Especially, the meat dish will be served with egg on top of it.

=== Nam chim (dipping) ===

- Cayenne pepper
- Fish sauce
- Lime
- Ground roasted rice
- Coriander
- Scallion root

== Regional variations ==

=== Asia cuisines ===

==== Isan ====
Jaew hon is originally from Isan, a clay hot pot with a spicy, sour, fresh herbs and strong seasoning. The food from Laos and Isan often used kee pia, which is a key ingredient that makes up exotic flavors.

==== Laos ====
Chim chum is also known as “chum-Laos” in Laos. The recipes are similar to chim chum but they add chives and dill. Also, chum-Laos is more sour, sweet and salty at the same time compared to chim chum which is much more herbal.

==== China ====
Chuan chuan, meaning “skewered food” is a sort of remix of the classic hot pot theme.
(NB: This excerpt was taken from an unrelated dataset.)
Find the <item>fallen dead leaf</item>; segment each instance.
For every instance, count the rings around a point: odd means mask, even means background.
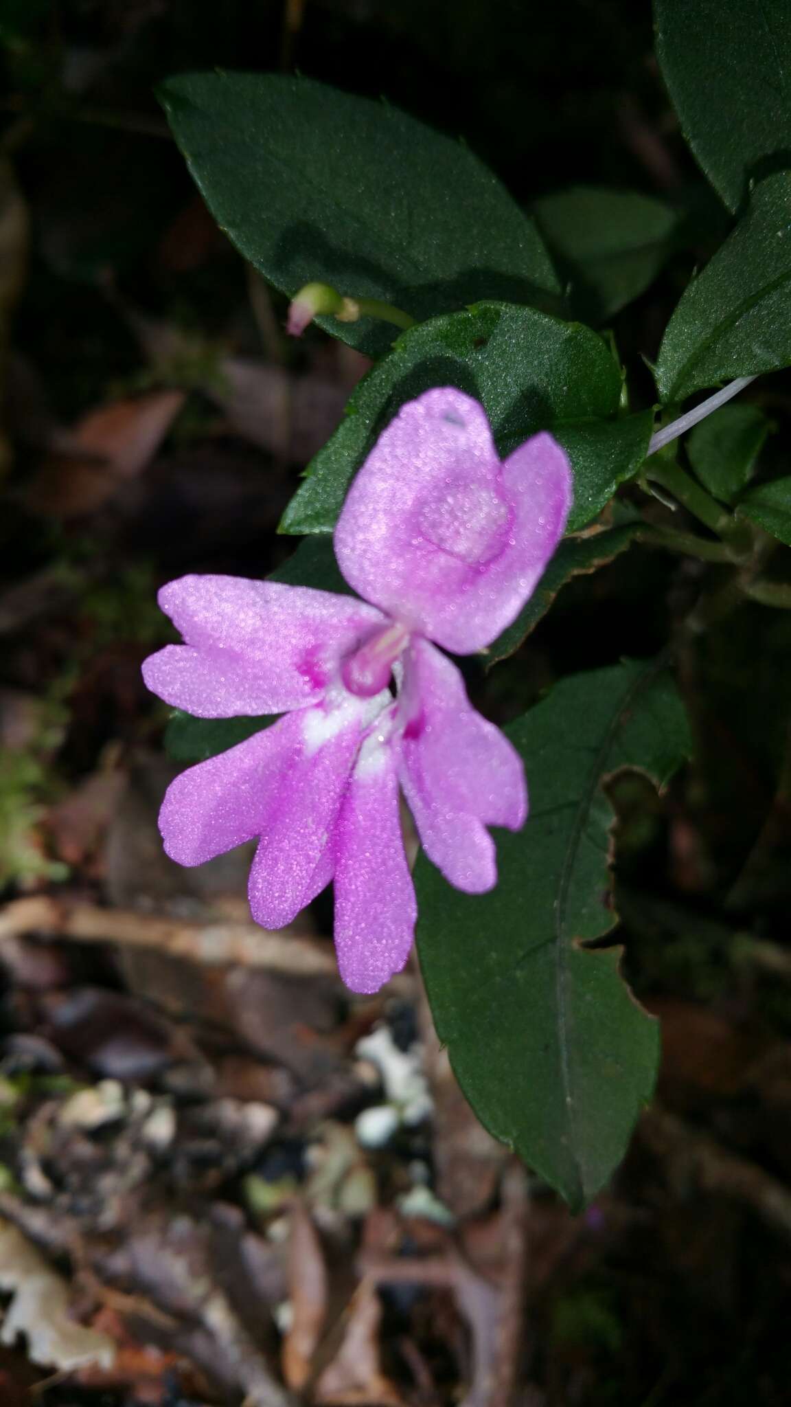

Unlike traditional hotpot, however, the ingredients of chuan chuan are skewered on sticks and then placed in the boiling oil within a clay or iron pot, making it more convenient to pick up the food after it is cooked in the pot.

==== Japan ====
Nabemono or nabe is a variety of Japanese hotpot dishes, also known as one-pot dishes. Hotpot is a significant culture in Japan; one of the famous clay hotpot dishes called chanko nabe or sumo stew from Japan is a very protein-rich dish and is usually served in large quantities of meat and vegetables with rice, udon or beer aside. This food is the traditional method for Japanese's wrestlers to gain weight.

== Similar dishes ==

- Shabu-shabu

This dish is a similar Japanese variety that consists of thinly sliced meat and vegetables that are boiled in a pot at the dining table and eaten with a dipping sauce.

- Mala

This Chinese dish is a spicy and numbing seasoning made from Sichuan peppercorn and chili. Most commonly, mala is made into a sauce by simmering it in oil and other spices. Mala is the same as Chim-Chum with neither  the way of eating nor ingredients for dipping and dropping but the taste much more spicy and numb. On the contrary, this dish uses an electric cooking pot instead of clay pot.

- Pho

Originally from Vietnam, boiled in an electric cooking pot and simmered all ingredients inside the pot. The word pho is not the name of the food but the name of Vietnamese noodle.

- Tajine or tagine

This dish is a North African food and is a slow-cooked savory stew, typically made with sliced meats, poultry or fish together with vegetables or fruits. Traditionally, tagines are made in earthenware, but nowadays for the convenience, many cooks prefer tagines made in metal or flameproof glazed ceramic ware.